Research Article | Open Access

Volume 2018 | Article ID 2154361 | https://doi.org/10.1155/2018/2154361

Increased Duodenal Iron Absorption through Upregulation of Ferroportin 1 due to the Decrement in Serum Hepcidin in Patients with Chronic Hepatitis C

Masanori Sato,¹Koji Miyanishi,¹Shingo Tanaka,¹Akira Sakurada,¹Hiroki Sakamoto,¹Yutaka Kawano,¹Kohichi Takada,¹Masayoshi Kobune,²and Junji Kato¹

Academic Editor: Alessandro Granito

Received16 Apr 2018

Revised03 Jul 2018

Accepted12 Jul 2018

Published14 Aug 2018

Abstract

Hepatic iron accumulation is generally increased in the chronic hepatitis C (CHC) liver; however, the precise mechanism of such accumulation remains unclear. We evaluated iron absorption from the gastrointestinal tract of patients with CHC and control participants. We measured the expression of a panel of molecules associated with duodenal iron absorption and serum hepcidin levels to determine the mechanism of iron accumulation in the CHC liver. We enrolled 24 patients with CHC and 9 patients with chronic gastritis without Helicobacter pylori infection or an iron metabolism disorder as control participants. An oral iron absorption test (OIAT) was administered which involved a dosage of 100 mg of sodium ferrous citrate. Serum level of hepcidin-25 was measured by liquid chromatography-tandem mass spectrometry. Ferroportin 1 (FPN) mRNA was measured by RT-PCR and FPN protein was analyzed by western blot. Samples were obtained from duodenum biopsy tissue from each CHC patient and control participant. Caco-2/TC7 cells were incubated in Costar transwells (0.4 μm pores). The OIAT showed significantly greater iron absorption in CHC patients than control participants. Serum hepcidin-25 in the CHC group was significantly lower than in the control group. Compared with control participants, duodenal FPN mRNA expression in CHC patients was significantly upregulated. The FPN mRNA levels and protein levels increased significantly in Caco-2/TC7 cell monolayers cultured in transwells with hepcidin. Lower serum hepcidin-25 levels might upregulate not only FPN protein expression but also mRNA expression in the duodenum and cause iron accumulation in patients with CHC.

1. Introduction

Hepatic iron overload has long been known to develop in patients with chronic hepatitis C (CHC) [1]. We previously revealed that excess free iron in hepatocytes promotes not only the production of reactive oxygen species (ROS) causing damage to hepatocytes and hepatic fibrosis but also increases the level of 8-hydroxy-2′-deoxyguanosine (8-OH-dG), a mutagenic base, in the liver, resulting in the development of hepatocellular carcinoma (HCC). In addition, we found that iron reduction therapy in combination with phlebotomy and a low iron diet improved hepatitis and hepatic fibrosis while normalizing the elevated 8-OH-dG level [2]. We also found that long-term iron depletion significantly reduced the incidence of HCC in patients with CHC (F2/F3 grade) [3]. However, the precise mechanisms involved in iron overload remain to be clarified.
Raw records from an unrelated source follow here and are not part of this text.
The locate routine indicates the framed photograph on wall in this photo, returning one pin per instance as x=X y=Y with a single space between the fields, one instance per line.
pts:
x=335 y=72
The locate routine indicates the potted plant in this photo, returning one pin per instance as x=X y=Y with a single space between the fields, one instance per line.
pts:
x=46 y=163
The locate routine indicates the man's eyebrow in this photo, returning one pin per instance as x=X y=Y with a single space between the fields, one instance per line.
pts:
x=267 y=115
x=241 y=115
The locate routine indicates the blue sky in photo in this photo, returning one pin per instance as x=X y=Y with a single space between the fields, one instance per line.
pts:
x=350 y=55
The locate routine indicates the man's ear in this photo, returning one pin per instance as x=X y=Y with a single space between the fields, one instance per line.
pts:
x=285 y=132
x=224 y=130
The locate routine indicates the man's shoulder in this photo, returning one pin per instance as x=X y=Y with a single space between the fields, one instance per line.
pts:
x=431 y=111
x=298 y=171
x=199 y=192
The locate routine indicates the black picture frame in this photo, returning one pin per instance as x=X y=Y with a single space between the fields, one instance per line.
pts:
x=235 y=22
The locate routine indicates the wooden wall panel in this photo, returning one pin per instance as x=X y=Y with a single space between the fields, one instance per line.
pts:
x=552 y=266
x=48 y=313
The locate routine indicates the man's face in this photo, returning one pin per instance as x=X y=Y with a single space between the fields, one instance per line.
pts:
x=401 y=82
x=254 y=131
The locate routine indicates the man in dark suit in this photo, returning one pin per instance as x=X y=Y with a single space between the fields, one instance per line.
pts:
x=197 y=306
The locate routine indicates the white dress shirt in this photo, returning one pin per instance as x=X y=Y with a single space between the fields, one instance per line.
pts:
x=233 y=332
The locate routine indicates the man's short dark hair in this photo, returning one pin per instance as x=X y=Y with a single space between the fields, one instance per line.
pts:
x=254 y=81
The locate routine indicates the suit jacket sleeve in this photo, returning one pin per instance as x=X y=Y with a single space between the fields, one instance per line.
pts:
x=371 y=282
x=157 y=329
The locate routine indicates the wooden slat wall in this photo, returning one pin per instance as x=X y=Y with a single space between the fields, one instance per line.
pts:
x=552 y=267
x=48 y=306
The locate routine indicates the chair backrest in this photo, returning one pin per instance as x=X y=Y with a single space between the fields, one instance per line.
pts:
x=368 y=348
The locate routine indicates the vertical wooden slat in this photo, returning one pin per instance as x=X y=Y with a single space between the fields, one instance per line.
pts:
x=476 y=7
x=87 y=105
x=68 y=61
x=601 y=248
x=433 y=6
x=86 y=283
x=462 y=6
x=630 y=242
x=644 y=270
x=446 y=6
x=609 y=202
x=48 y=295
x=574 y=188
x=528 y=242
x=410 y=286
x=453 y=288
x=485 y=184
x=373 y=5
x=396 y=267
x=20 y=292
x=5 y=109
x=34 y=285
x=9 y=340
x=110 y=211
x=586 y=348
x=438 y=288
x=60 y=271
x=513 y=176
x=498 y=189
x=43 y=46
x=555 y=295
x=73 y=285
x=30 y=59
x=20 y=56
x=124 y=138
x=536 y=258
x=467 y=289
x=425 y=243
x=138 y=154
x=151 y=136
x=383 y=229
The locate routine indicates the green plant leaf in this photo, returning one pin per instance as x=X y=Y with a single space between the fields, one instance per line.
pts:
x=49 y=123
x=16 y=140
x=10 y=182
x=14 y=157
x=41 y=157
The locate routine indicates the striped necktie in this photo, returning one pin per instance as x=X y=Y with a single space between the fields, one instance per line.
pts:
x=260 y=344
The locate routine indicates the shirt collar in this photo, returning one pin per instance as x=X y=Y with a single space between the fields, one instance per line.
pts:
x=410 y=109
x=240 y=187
The body’s iron supply is obtained largely by iron absorption from the intestine and reabsorption from hemoglobin in the reticuloendothelial system [4]. Intestinal iron absorption is mainly from the duodenum. Two iron transport proteins, divalent metal transporter 1 (DMT1) and ferroportin 1 (FPN), are expressed in duodenal enterocytes [4, 5]. Hepcidin is a 2.7 kDa peptide consisting of 25 amino acids that is produced mainly in hepatocytes and acts as a major regulator of iron homeostasis [6]. Hepcidin affects macrophages, Hela cells, or human embryonic kidney cells, so that they regulate iron efflux and storage and the duodenum so that it inhibits iron absorption [7–9]. Although several reports have shown decreased expression of hepcidin in CHC patients [10, 11], no reported study has investigated the dynamics of iron absorption in patients with nonalcoholic steatohepatitis.

In the current study, we aimed to investigate the mechanism of hepatic iron overload in CHC patients. For this purpose we measured the expression of a panel of molecules in association with iron absorption in the duodenum and serum hepcidin levels.

2. Materials and Methods

2.1. Patients and Tissue Samples

Duodenum tissue samples were obtained from 24 CHC cases between February 2008 and January 2016. In addition, biopsied duodenum tissue samples were examined from 9 control participants with chronic gastritis who did not have Helicobacter pylori infection or an iron metabolism disorder. The ethical committee for human genome/gene analysis research of our hospital approved this study. All participants provided written informed consent at the time of tissue sampling to take part in this study after receiving a detailed explanation of the procedures involved according to the Declaration of Helsinki.

2.2. Criteria for Definition of CHC

CHC was defined according to an ALT value ≥30 U/L and HCV RNA positivity by polymerase chain reaction (PCR). Patients younger than 18 years and those with hepatitis B surface antigen (HBs Ag) positivity, previous IFN treatment, serum HCV RNA negativity, and history of heavy alcohol abuse were excluded from this study.

2.3. Laboratory Tests

Laboratory tests were done at the same time as tissue sampling. Venous blood samples were taken in the morning after a 12-h overnight fast. Complete blood cell counts, determinations of serum iron, ferritin, total iron-binding capacity, and %transferrin saturation (Tf sat), and biochemical examinations, including that for serum ALT, were performed using automated procedures in the clinical laboratories of Sapporo Medical University Hospital (Sapporo, Japan).

2.4. Oral Iron Absorption Test

Iron absorption from the gastrointestinal (GI) tract was measured using the oral iron absorption test (OIAT) established in our laboratory as described previously [12, 13]. In brief, at 9 a.m. after an overnight fast a blood sample was taken to measure serum iron and total iron-binding capacity (TIBC). Subsequently, the participant ingested 100 mg of iron in the form of two tablets of sodium ferrous citrate (SFC). Blood samples for measurement of iron parameters were taken after 15, 30, 60, and 120 min. Participants were not permitted to eat during the test.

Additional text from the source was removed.